This followed a stiff line of questioning from the rest of the Fourth Circuit bench, which focused primarily on the ability of the executive branch to limit immigration.
— Dan Levine (@FedcourtJunkie) May 8, 2017
It’s important to remember, though, that a bad day in court for the ACLU does not necessarily imply a good day for the administration, national security, or the sovereignty of the United States. First off, the Fourth Circuit – much like the Ninth – is one that President Obama was able to remake with progressivist appointees. Over two terms, the last president appointed seven jurists, drastically changing the face of the court, giving Democrat appointees a 10-5 majority among active judges.
Combine that with the fact that two Republican appointees on the court recused themselves from the case – which was heard by the entire bench instead of a three-judge panel – and the numbers don’t look too optimistic for Trump in this case. Sadly, Democrat appointees will always side with the political outcome of the Left, irrespective of the absurd jurisprudence behind the decision. Whereas a number of GOP appointees will often side with the Left in particular cases.
ACLU lawyer: Trump’s travel ban might be constitutional if ordered by Hillary Clinton https://t.co/DB9GCcmZwV
— Allahpundit (@allahpundit) May 9, 2017
But again, this sort of imbalance isn’t limited to any one or two courts. As Philip Wegmann reported at the Daily Signal last year, Obama was able to use his eight-year tenure to remake the judicial branch largely in his image. Now 70 percent of federal appeals courts are commanded by Democrat-appointed majorities.
Ergo, we should expect an en benc majority ruling against the updated travel moratorium, with a stellar and scathing dissent authored by one of the three who grilled Jadwat, and not much else.
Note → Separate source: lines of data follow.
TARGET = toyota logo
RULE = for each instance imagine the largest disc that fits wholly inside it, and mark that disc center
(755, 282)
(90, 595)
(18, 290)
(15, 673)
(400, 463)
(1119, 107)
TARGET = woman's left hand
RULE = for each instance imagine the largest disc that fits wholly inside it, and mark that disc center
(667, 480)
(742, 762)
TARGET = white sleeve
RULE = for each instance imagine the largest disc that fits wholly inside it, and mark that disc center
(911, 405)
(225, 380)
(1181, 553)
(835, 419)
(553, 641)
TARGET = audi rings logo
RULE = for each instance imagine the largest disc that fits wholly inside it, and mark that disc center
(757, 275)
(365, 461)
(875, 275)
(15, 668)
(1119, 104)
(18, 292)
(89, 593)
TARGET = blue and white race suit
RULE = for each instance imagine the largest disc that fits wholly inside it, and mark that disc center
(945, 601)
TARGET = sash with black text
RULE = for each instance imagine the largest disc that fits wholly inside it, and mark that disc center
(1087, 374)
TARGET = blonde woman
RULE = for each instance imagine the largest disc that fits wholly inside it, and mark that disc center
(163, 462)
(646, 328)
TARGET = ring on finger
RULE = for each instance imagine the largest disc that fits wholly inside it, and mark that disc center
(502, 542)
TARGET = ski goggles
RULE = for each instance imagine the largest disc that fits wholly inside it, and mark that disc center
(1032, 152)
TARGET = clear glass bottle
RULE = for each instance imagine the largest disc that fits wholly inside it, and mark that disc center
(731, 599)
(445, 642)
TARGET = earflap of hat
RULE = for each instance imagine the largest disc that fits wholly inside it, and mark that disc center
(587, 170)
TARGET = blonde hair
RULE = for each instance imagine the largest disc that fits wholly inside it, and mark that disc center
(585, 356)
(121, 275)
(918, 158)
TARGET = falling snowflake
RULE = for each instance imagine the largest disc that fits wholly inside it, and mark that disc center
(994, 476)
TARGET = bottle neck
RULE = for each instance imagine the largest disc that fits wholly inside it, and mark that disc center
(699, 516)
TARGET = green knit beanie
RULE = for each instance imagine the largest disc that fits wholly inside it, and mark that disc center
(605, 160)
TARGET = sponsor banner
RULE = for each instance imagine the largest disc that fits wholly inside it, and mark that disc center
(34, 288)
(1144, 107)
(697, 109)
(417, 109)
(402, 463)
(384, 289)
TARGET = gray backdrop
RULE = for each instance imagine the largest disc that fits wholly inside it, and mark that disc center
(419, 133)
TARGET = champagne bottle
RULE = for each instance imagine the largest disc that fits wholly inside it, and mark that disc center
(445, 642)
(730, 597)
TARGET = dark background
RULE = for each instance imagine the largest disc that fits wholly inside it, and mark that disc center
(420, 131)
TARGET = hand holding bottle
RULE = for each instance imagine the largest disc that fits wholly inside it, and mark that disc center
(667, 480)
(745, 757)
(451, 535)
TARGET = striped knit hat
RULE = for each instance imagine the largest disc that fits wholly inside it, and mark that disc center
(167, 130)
The Constitution, statute, sovereignty, and presidential powers be damned. Meanwhile, oral arguments for this case’s sister suit in the Ninth Circuit are coming up, where the odds of sovereignty prevailing are even scarcer.
It’s clear that one of these cases will eventually make it to the Supreme Court. But sadly, neither the administration’s lawyers nor even most GOP-appointed judges have uprooted the entire premise of these lawsuits by affirming the plenary role of the political branches in immigration decisions. Even if Trump wins a narrow victory at the Supreme Court, far from a forgone conclusion with Kennedy and Roberts, it will be on narrow grounds.
The Left has a permanent first-and-goal on our one-yard line with as many tries as needed. They are already attacking his immigration orders, existing statutes, and state enforcement laws on multiple fronts. We have to win every time; they must only win once. This is because they never feel bound by precedent, even when 200 years of case law say the courts have no ability to second-guess immigration decisions. Yet once they limit sovereignty even once, they use that decision as the new baseline. This was on full display today when the judges, and even the administration’s lawyer, accepted ambiguous and implied words from non-binding dicta as binding precedent rather than the explicit decisions of cases such as Kleindienst v. Mandel, which prove court precedent in favor of Trump.
“You know what you have us doing?” Niemeyer asked. “We are a court of the third branch. And you have the judiciary and all the various judges in this country supervising and assessing how the executive is carrying out his office and the national security … Don’t we have some respect for the first branch and second branch … which Mandel said is the area in which we owe the ‘greatest deference’ to Congress and the executive?”
The lesson from today will be that once again our side cannot be too clever by half — trying to agree to the basic premise of the Left and then split hairs with legal fog on their terms. Once we agree that the courts have full veto power over all policies and statutes as the sole and final arbiter, and once we agree that the Constitution creates some limitation on immigration policy, we have already lost the war, even if we somehow achieve a brief defensive victory in a skirmish.